Mützenich bekannte sich zur Fortsetzung der Koalition mit der Union. "Angesichts wichtiger Projekte wie der Grundrente, einem Pakt für unsere Lebenswelt und für gute Arbeit, die wir Sozialdemokraten in den kommenden Wochen in der Koalition umsetzen wollen", habe er sich entschlossen, die Fraktion als erste über seine Kandidatur zu informieren. Er habe sich die Entscheidung nicht leichtgemacht, weil er um die Verantwortung in dem Amt wisse, heißt es in dem mehreren Nachrichtenagenturen vorliegenden Schreiben.
Außenpolitikexperte mit linker Schlagseite
Die Entscheidung über die Spitze der SPD-Bundestagsfraktion soll am 24. September fallen. Mützenichs Wahl gilt als sicher. Der Außenpolitik-Experte zählt zum linken Parteiflügel.
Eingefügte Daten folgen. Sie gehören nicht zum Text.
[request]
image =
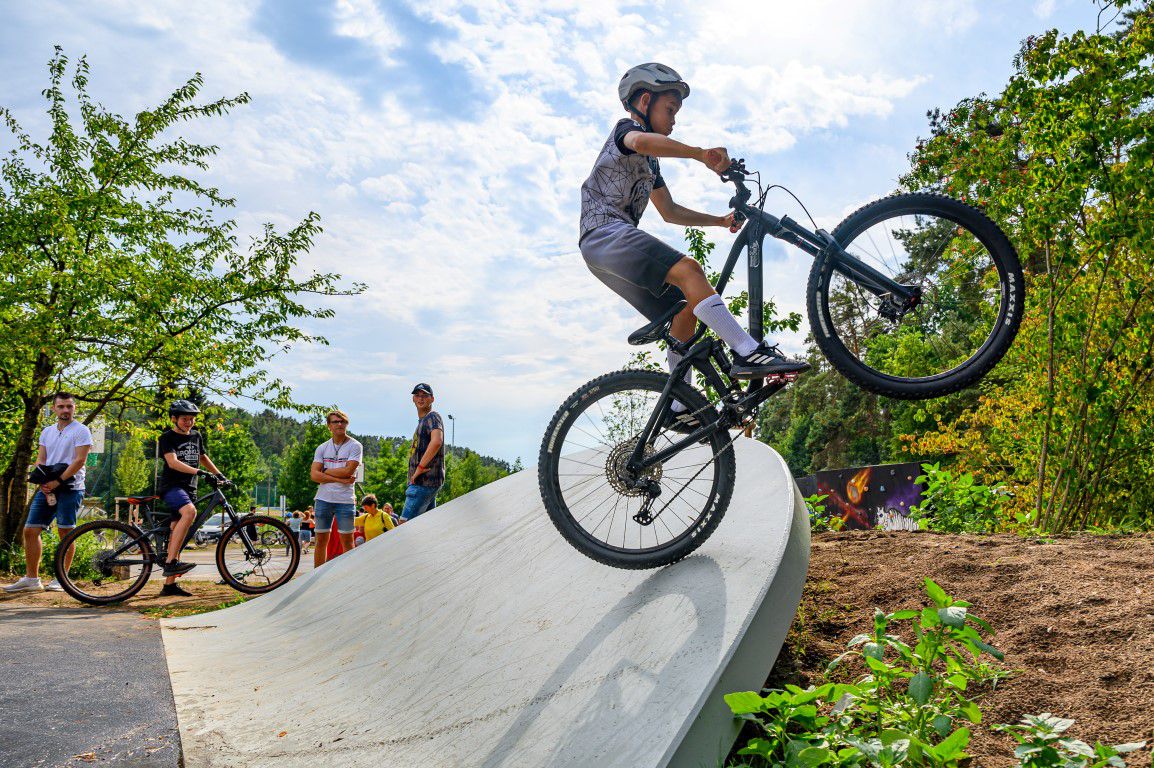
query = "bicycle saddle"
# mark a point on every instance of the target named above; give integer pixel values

Andere Kandidaten für den Fraktionsvorsitz gibt es bisher nicht.
Der kommissarische SPD-Chef Schäfer-Gümbel erklärte, er freue sich sehr über Mützenichs Kandidatur. "In den vergangenen Wochen hat er souverän und selbstbewusst das Amt in ausgezeichneter Weise gefüllt", schrieb er auf Twitter. "Super Entscheidung, super Typ", urteilte auch SPD-Generalsekretär Lars Klingbeil.
Sogar von der politischen Konkurrenz kam Unterstützung: "Natürlich sind Personalangelegenheiten die Sache jeder Fraktion selbst", schrieb der außenpolitische Sprecher der Linksfraktion, Stefan Liebich, auf Twitter. "Aber sollte Rolf Mützenich wirklich zum Vorsitzenden gewählt werden, fände ich das mal eine gute Nachricht."
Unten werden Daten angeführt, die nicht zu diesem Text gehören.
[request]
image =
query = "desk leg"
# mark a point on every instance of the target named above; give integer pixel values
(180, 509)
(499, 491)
Im Rennen um eine neue SPD-Spitze gibt es derzeit zwar mehrere Bewerber, darunter aber keine Schwergewichte etwa aus den Reihen der Minister oder Ministerpräsidenten.
SPD laut Umfragen eher schon Kleinpartei
Die SPD sinkt derweil bei Umfragen immer tiefer ab. Im Insa-Meinungstrend für die "Bild"-Zeitung vom Dienstag kam sie nur noch auf 11,5 Prozent; bei der Bundestagswahl 2017 waren es (damals schon katastrophale) 20,5 Prozent gewesen. CDU/CSU legten dagegen einen halben Punkt auf 27,5 Prozent zu, was aber ebenfalls kräftig unter dem Wahlergebnis von 2017 (32,9 %) liegt.
Die Grünen kamen in der Umfrage auf 23,5 Prozent, die extrem rechte AfD auf 15 Prozent, Linke und FDP auf je neun Prozent.
Nächster großer politischer Test in Deutschland sind die Wahlen am 1. September für die Regionalparlamente der östlichen Bundesländer Brandenburg und Sachsen.